有効性
有効性(effectiveness)とは、ISO 9000:2005(JISQ 9000:2006)において以下の通り定義されています。
「計画した活動が実行され,計画した結果が達成された程度。」
ISO9001:2000規格の4.1「一般要求事項」で以下のように要求されています。
「その品質マネジメントシステムの有効性を継続的に改善すること。」
これは、品質マネジメントシステムでそれまでに達成されていた実績を越えて改善することを言っています。
あるいは、5.1項「経営者のコミットメント」でも以下のように要求されています。
「トップマネジメントは、品質マネジメントシステムの構築及び実施、並びにその有効性を継続的に改善することに対するコミットメントの証拠を次の事項によって示すこと。

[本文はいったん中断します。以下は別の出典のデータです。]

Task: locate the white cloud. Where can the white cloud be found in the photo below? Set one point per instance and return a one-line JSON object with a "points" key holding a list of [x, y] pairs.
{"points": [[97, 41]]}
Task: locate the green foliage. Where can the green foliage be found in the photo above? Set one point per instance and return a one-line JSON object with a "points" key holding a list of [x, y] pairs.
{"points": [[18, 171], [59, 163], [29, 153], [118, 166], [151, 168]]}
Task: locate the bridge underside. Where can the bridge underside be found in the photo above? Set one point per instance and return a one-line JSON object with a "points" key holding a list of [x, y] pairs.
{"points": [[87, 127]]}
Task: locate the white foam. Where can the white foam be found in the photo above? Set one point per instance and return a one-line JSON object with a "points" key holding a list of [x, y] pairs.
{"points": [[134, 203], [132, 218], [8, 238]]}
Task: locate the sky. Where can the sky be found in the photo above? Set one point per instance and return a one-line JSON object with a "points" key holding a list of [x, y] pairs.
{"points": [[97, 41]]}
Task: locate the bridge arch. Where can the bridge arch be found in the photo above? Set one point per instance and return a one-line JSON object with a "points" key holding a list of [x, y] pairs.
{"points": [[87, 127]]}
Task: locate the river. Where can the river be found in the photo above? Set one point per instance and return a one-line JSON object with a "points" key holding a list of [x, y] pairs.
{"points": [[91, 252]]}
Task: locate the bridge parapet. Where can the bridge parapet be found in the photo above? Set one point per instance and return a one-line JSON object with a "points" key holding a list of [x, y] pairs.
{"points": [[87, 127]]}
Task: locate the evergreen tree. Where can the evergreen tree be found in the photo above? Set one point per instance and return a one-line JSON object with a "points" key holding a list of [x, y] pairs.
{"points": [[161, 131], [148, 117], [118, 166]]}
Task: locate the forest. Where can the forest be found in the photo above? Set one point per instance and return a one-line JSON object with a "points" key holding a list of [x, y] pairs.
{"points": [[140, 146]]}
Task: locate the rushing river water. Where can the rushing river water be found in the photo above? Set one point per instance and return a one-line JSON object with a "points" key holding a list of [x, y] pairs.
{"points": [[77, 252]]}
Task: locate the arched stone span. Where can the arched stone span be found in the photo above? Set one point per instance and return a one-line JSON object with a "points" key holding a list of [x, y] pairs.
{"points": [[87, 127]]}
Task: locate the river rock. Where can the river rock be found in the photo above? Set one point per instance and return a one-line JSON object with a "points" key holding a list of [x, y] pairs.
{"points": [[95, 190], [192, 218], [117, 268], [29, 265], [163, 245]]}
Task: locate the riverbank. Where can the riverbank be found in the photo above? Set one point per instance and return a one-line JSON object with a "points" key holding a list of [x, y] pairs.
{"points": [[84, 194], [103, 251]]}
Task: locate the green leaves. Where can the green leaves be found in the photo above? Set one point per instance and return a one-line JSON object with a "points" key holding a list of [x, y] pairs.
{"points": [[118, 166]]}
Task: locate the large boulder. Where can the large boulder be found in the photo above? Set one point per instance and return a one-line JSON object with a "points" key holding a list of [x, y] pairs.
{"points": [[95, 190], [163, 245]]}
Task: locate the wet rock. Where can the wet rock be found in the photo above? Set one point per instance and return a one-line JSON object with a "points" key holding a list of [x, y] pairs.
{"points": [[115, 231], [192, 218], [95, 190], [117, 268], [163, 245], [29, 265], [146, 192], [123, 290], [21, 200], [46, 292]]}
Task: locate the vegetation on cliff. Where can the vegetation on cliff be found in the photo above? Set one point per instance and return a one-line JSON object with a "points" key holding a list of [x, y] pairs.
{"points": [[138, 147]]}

」
さらに5.3項、5.5.3項、5.6.3項、6.1項、6.2.2項、8.1項、8.4項、8.5.1項で「有効性」が用いられていますが、同様の計画、目論見などについて、その過程の如何を問わずそれが達成された程度を言っています。
このようにISO9001:2000では、QMSやプロセスの『有効性の継続的な改善』が対象になっています。
有効性に対して効率(efficiency)があります。効率は、それを達成するのにどれだけ資源が必要であったかというような定義になります。(詳細は別個記載)
有効性は、100個の製品を作ろうとして結果的に何個の製品が出来上がったかの結果が有効性で、歩留まりみたいなものになります。
したがって有効性があるということは、不適合品を生じないで製品が作られ、顧客に供給されたという結果が達成されたかということになります。
製品を作るためにどれくらいの時間が掛かったかあるいは工数(労力)を要したかなどのその過程がどうであったかについては問いません。過程を問題にすると上の効率が関係することになります。